Frage an Lothar Binding von Matthias S. bezüglich Finanzen
Sehr geehrter Herr Binding,
ich danke Ihnen für Ihre Antwort. Man spürt, dass Sie die Fragen ernst nehmen und die Dinge differenziert sehen.
Sie haben in mehreren Punkten sicher recht. Es gab in der Vergangenheit vereinzelt negative Realzinsen. Aber kann man Unrecht damit legitimieren, dass es früher auch schon Unrecht gab? Auch hat die heutige Enteignung ganz andere Dimensionen und Ursachen.

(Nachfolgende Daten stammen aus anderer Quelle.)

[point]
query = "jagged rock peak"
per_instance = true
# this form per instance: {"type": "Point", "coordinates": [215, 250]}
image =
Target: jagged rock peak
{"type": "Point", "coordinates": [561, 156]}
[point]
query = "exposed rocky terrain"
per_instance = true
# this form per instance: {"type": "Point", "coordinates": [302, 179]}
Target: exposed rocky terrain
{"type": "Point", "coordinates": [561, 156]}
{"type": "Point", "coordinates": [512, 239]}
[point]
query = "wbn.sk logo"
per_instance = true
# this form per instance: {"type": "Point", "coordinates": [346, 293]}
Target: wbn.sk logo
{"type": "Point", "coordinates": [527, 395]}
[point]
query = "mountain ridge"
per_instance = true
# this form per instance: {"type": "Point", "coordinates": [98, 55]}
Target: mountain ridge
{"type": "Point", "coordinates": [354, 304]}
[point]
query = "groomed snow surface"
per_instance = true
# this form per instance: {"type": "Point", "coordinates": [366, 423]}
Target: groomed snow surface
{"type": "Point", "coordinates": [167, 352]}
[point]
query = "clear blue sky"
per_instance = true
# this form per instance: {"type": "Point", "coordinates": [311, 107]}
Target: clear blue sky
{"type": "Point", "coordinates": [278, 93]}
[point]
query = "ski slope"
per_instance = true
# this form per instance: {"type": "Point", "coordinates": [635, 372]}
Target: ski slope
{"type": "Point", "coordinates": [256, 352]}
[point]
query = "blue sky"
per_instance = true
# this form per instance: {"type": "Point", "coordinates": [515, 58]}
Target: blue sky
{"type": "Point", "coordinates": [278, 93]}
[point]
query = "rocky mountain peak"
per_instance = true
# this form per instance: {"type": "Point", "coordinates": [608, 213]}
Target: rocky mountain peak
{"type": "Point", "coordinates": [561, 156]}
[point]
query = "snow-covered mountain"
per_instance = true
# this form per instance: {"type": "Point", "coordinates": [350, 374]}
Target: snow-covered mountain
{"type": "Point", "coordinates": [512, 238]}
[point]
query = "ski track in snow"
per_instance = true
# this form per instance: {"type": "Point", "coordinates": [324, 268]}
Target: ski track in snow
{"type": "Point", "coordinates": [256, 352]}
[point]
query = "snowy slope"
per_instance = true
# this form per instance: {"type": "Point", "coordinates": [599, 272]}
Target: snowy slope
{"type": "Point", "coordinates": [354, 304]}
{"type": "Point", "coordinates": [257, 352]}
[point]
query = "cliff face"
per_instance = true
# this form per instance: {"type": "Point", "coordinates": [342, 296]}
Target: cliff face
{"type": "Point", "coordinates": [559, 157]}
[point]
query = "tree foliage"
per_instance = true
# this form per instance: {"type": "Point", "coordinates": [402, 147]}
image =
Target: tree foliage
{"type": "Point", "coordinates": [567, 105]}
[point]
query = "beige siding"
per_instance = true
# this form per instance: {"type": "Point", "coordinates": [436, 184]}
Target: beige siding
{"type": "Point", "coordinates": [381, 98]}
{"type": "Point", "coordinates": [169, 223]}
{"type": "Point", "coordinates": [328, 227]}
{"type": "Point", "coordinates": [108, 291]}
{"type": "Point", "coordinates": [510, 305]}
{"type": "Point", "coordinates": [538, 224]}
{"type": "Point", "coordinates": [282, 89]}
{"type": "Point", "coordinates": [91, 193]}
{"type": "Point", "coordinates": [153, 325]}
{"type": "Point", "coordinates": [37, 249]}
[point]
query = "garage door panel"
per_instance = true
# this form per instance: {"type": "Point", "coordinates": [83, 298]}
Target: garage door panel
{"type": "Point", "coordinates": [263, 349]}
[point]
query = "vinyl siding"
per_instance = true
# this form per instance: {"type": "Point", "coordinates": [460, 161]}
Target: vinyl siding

Bei der Frage der Verfassungsmäßigkeit der Geldpolitik denke ich wie viele andere Kommentatoren auch, dass politische Zwänge die Entscheidung der Gerichte beeinflussen. Unabhängig von Gerichtsurteilen handelt es sich de facto um illegale Staatsfinanzierung, wenn von Italien emittierte Staatsanleihen von der Unicredit gekauft und dann an die EZB weitergereicht werden. Die Zwischenschaltung der Geschäftsbank ist ein Trick. Unter normalen Umständen würde jeder Richter ganz klar sagen, dass die rein buchungsmäßige Zwischenschaltung der Geschäftsbank nur dazu dient, damit Draghi sagen kann, er kaufe am Sekundärmarkt. Faktisch kauft er aber illegal am Primärmarkt und finanziert direkt den italienischen Staat durch die Notenpresse.
Jetzt liegt die Inflation schon bei 2%, die Zinsen weiter bei Null. Die Enteignung ist voll am laufen. Sie trifft die einfachen Sparer. Es profitieren in ungeheurem Ausmaß die Reichen, deren Immobilien- und Aktienportfolios steigen, und zwar unverdientermaßen, einfach durch Draghis Geldschwemme. Fast alle Experten kritisieren, dass die Geldpolitik die Fiskalpolitik ersetzt hat. Die Politiker lassen Draghi machen und brauchen daher nicht selbst handeln. Wofür haben wir ein Parlament, wenn die Eurokrise nicht demokratisch über Steuerpolitik und eine faire Lastenverteilung gemanagt wird, sondern durch die Gelddruckerei eines nicht vom Volk gewählten Herrn Draghi, der massiv von unten nach oben umverteilt? Ich sehe hier ein riesiges Demokratiedefizit.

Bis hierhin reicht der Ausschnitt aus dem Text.